The gameplay itself is really solid, and does interesting things. The most out-and-out “gamey” element is probably the perk and item system. There are a bunch of random items scattered throughout the levels and collecting them gets you bragging rights and some useful upgrades. Perhaps most interestingly, the item collections are persistent, so if you start a new game the items that you have previously collected stay collected.
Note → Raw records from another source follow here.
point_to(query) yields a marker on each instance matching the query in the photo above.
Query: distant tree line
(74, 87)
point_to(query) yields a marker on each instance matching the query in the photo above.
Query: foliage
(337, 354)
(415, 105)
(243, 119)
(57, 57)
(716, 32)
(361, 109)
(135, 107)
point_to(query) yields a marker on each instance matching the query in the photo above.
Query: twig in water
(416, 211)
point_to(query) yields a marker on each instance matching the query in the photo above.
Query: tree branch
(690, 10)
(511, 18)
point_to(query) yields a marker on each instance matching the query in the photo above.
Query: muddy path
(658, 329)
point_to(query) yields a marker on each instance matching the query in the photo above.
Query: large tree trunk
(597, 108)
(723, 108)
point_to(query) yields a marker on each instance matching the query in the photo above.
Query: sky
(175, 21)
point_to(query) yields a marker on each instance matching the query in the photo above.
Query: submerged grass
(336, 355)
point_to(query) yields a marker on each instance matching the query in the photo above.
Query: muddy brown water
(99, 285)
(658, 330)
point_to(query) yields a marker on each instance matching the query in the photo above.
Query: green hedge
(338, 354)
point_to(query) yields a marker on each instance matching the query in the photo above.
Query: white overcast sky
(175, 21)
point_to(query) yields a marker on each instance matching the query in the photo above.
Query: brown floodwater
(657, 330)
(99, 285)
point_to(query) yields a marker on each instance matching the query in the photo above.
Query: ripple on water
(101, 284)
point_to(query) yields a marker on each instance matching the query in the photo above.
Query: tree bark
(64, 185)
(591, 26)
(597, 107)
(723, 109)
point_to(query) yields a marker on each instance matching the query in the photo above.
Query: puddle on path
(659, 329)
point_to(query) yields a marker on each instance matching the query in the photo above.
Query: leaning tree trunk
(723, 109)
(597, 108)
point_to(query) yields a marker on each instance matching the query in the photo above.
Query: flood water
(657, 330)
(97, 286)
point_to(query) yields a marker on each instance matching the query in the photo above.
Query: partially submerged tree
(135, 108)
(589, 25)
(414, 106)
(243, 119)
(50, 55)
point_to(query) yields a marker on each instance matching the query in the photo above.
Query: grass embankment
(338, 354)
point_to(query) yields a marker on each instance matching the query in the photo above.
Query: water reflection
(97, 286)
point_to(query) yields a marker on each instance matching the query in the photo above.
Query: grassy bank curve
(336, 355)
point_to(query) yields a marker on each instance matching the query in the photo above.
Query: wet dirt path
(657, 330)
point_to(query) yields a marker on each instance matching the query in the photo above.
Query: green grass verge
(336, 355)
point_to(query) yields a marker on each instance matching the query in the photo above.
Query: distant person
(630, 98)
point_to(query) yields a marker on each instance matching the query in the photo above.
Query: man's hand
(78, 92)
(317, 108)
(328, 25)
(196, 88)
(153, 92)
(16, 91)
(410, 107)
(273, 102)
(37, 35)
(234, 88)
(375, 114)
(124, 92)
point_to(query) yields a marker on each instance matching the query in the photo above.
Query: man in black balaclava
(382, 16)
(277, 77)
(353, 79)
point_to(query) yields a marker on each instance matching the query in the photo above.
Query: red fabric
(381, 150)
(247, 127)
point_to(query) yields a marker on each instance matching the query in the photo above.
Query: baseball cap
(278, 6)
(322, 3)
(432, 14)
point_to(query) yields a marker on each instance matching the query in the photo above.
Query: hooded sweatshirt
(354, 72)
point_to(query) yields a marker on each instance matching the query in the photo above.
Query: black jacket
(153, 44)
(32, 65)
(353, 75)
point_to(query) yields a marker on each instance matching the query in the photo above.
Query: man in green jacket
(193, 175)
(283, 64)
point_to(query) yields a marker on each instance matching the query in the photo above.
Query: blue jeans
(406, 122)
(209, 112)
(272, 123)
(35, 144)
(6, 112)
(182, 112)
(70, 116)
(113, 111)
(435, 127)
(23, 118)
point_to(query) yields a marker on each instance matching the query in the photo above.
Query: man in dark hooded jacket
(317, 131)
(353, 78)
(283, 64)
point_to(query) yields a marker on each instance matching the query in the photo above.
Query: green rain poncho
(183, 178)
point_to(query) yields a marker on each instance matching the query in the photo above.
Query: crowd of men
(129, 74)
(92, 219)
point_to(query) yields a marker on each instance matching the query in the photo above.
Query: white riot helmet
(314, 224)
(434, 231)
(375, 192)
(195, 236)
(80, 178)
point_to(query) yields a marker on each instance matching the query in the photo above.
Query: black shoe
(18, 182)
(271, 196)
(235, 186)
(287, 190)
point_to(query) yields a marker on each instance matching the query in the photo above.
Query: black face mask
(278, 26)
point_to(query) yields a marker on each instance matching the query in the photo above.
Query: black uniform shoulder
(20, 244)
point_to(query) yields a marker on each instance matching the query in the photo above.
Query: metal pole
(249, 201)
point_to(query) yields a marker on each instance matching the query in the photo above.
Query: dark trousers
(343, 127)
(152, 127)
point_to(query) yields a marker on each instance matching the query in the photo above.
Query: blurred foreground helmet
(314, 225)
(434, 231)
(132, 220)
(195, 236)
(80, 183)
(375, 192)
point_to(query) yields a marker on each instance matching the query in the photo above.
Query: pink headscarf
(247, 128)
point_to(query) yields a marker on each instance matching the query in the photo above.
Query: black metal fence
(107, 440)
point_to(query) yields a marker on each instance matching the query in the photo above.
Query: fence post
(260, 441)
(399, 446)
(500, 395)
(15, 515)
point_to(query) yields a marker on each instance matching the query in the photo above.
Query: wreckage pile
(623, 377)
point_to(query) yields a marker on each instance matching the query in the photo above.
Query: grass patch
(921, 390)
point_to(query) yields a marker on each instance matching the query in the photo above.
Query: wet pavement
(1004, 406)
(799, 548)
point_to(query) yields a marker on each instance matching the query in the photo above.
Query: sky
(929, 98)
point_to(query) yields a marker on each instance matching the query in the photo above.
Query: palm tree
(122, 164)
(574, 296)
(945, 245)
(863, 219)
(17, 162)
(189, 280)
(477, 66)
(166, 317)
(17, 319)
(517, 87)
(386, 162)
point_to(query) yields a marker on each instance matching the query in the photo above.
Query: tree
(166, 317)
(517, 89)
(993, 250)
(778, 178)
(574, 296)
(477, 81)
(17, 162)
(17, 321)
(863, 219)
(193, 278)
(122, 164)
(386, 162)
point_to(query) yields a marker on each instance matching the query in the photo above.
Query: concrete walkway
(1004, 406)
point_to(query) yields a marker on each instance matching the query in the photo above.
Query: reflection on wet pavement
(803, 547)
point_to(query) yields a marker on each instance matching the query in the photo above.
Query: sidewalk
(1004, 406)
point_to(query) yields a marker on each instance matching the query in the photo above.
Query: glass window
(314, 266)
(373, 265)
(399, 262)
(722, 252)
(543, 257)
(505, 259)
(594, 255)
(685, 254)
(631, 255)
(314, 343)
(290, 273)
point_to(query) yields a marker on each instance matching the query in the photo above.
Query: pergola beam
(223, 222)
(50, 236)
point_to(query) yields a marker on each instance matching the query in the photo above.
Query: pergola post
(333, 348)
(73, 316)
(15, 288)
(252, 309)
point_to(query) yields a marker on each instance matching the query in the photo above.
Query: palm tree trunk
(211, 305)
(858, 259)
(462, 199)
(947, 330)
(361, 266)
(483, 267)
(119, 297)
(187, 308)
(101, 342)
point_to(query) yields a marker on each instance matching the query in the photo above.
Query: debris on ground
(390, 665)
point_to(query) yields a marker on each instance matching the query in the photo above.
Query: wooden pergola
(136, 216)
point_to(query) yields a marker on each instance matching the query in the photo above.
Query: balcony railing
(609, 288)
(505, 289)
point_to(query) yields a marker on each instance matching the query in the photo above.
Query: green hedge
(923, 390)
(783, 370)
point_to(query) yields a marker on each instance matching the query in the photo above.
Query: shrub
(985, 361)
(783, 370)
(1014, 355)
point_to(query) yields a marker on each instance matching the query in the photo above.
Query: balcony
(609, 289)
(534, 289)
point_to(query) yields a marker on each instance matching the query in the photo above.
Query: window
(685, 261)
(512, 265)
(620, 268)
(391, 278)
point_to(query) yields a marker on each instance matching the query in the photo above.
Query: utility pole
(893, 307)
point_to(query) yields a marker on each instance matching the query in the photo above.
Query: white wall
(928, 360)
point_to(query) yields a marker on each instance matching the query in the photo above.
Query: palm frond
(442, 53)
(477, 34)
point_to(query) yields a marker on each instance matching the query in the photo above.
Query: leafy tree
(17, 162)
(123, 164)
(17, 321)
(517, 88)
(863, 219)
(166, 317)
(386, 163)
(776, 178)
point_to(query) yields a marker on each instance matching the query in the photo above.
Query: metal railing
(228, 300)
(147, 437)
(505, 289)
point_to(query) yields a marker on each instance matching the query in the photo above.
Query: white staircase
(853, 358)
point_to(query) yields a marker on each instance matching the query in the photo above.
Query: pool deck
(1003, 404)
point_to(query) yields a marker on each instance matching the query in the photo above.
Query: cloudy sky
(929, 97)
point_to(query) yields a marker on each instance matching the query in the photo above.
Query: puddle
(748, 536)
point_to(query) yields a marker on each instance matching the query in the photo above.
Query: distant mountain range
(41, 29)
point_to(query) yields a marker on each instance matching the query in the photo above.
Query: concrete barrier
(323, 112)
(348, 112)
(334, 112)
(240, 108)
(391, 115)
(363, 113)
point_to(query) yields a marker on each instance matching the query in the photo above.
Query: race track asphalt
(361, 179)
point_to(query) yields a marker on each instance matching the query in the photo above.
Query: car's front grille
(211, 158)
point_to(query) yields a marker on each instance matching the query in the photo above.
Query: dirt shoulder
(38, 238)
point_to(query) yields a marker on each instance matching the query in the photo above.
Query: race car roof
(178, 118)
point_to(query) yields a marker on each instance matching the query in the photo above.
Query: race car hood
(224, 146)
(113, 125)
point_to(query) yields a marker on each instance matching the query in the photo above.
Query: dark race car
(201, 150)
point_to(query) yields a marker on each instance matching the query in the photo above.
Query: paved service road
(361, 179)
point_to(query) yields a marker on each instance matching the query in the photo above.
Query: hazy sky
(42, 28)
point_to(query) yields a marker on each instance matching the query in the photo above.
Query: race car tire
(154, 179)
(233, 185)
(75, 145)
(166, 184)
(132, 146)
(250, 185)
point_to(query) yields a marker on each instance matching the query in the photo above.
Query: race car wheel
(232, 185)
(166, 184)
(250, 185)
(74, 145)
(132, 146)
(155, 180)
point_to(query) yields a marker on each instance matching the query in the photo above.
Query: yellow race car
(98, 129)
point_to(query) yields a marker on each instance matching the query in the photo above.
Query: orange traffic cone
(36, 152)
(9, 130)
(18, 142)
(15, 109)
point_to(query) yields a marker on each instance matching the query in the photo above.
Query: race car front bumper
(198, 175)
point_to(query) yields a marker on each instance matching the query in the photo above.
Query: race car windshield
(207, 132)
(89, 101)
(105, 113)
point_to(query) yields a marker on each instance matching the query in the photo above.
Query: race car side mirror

The perk system is similar. You have to perform some sort of feat to unlock them, which range from “you will accomplish this in the tutorial” to “very difficult”, and once done they reward you by improving your stats in some way. For instance, if you stealthily kill 20 soldiers with throwing knives, you can carry an additional throwing knife in your inventory. Like the items, the perks stay with you regardless of whether you start a new game or restart a checkpoint. I think the purpose of that is to enable you to play at higher difficulty levels with increased health and armor capacities, faster movement, sneakier stealth, etc. Oh, and modern shooters typically limit you to two guns at a time, but Blazkowicz was in a coma when that design decision was made, so he can carry a pistol, shotgun, assault rifle, sci-fi energy blaster, grenades, sniper rifle and a bunch of knives all at the same time. In fact nature has blessed him with two arms, so he can dual wield anything except the sci-fi laser, so if you prefer to hold an automatic shotgun in each hand this is an option for you. In fact there are perks for doing so.
If you want to simply run around blasting everyone you can do that, but there’s also strong encouragement in spots for the stealth approach. Those helmets apparently give the Nazis bad hearing and non-existent peripheral vision, so you can get right up behind them and finish them off. There are officers in these sections, who will call for assistance if they notice you and will continue calling for backup as long as they live. (You would think that maybe once HQ gets a request for backup and then hears nothing more from the requesting officer or the guys they sent down there that someone might get a little suspicious, but I guess they figure no news is good news, or a new radio operator just happens to be coming on shift, or actually what did I say about the logic, never mind.) Fortunately these officers tend to stand very still with their backs toward corridors. There are also areas without officers where everyone knows you’re coming, and in those areas you have to simply go around killing everything that moves. This is, if I haven’t been clear on this point, quite satisfying.
The game does a good job of mixing up the levels; you have action-packed shooting setpieces followed up by stealth/puzzle levels, or simple domestic arrangements. To some extent the levels are a little fragmented, but I guess the developers decided that they simply wanted to have a level in an old castle, on a bridge, a couple of prisons, a U-boat, and the Nazi moon base, and didn’t sweat the transitions too much.
In short, Wolfenstein: The New Order manages to somehow transcend its pulp origins and put together a coherent, challenging, and adult look on a first-person shooter that’s altogether much better than I expected or than it had any reasonable right to be. It addresses complex questions without giving pat answers; it’s one thing to wipe out the staff of an extermination camp, but even Blazkowicz seems to wonder about tearing up a train full of soldiers on leave. Anyway, if you’ve ever enjoyed an FPS, this one is absolutely worth a look, and it’s impressive enough to be mentioned as an all-time great.